Posts Tagged ‘Vision’

COCO

COCO:

This image dataset contains image data suitable for object detection and segmentation. It contains 5 annotation types for Object Detection, Keypoint Detection, Stuff Segmentation, Panoptic Segmentation and Image Captioning all explained in details on the data format section of the dataset page (http://cocodataset.org/#format-data).

Here is some information regarding the latest version of this dataset:

  • Number of images in the dataset: 330,000 images while more than 200,000 are labeled (roughly equal halves for training and validation+test)

  • Number of classes: 80 object categories, 91 stuff categories

  • Image resolution: 640×480

More details and links for download can be found on the dataset and challenge page http://cocodataset.org/#home and http://cocodataset.org/#overview.

If you use this dataset:

Please make sure to read Terms of Use available on http://cocodataset.org/#termsofuse.

Please make sure to cite the paper:

T. Lin, M. Maire, S. Belongie, L. Bourdev, R. Girshick, J. Hays, P. Perona, D. Ramanan, C. Zitnick, P, Microsoft COCO: Common Objects in Context. Dollar. European Conference on Computer Vision (ECCV), 2014.

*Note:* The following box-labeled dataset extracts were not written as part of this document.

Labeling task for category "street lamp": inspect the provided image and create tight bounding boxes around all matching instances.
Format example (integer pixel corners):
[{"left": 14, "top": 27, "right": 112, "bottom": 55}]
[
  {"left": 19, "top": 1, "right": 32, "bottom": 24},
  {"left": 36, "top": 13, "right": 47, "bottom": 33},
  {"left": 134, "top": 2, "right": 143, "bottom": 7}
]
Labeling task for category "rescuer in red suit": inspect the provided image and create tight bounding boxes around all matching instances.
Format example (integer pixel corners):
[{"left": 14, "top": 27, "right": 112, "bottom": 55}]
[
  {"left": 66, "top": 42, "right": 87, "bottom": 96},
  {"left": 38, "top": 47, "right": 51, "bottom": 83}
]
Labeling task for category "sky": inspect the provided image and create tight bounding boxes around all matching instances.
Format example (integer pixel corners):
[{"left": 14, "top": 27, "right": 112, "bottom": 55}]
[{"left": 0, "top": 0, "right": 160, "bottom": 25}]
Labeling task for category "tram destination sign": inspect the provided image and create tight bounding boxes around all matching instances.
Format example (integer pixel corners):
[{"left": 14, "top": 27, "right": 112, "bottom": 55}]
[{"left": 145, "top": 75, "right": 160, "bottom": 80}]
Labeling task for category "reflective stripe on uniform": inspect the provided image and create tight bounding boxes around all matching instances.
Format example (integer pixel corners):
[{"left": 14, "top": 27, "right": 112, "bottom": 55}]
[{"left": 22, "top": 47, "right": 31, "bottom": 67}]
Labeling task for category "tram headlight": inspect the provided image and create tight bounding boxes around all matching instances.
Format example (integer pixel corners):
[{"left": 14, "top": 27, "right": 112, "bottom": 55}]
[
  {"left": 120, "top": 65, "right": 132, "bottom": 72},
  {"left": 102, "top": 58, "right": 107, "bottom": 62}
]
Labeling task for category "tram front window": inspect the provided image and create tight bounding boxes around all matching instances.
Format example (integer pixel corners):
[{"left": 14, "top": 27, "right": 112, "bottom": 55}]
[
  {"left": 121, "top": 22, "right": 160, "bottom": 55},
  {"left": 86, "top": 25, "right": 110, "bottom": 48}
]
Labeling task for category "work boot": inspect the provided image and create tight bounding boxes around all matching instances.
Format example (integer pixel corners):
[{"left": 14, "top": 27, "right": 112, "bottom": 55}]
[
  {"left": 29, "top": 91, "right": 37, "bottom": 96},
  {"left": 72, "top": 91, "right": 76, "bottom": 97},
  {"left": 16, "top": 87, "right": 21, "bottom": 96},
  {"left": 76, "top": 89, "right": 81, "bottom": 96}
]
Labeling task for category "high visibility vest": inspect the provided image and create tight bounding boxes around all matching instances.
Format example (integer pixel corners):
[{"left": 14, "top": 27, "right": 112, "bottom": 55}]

keywords: Vision, Image, Object Detection, Segmentation

SALICON

SALICON:

This image dataset which is also a mouse tracking dataset, has been created from a subset of images from a parent dataset called MS COCO 2014 (available on http://cocodataset.org/#home) with an additional annotation type “fixation”. The visual attentional data for this dataset is collected by using mouse tracking methods. The research work related to this dataset aimed to find answers about human visual attention and decision making. In their paper which is available in bellow, they evaluated their mouse tracking method by comparing the results with eye-tracking.

Here is some information regarding the latest version of this dataset:

  • Number of images in the dataset: 20,000 (10,000 images for training set, 5000 images for validation, 5000 for test set)

  • Number of classes: 80

  • Image resolution: 640×480

More details and links for download can be found on the dataset page http://salicon.net/ and SALICON challenge 2017 page http://salicon.net/challenge-2017/.

You might also be interested to use the SALICON API Python package available on GitHub https://github.com/NUS-VIP/salicon-api.

If you use this dataset:

Please make sure to read Terms of Use available on http://salicon.net/challenge-2017/.

Please make sure to cite the paper:

M. Jiang, S. Huang, J. Duan, Q. Zhao, SALICON: Saliency in Context. CVPR 2015.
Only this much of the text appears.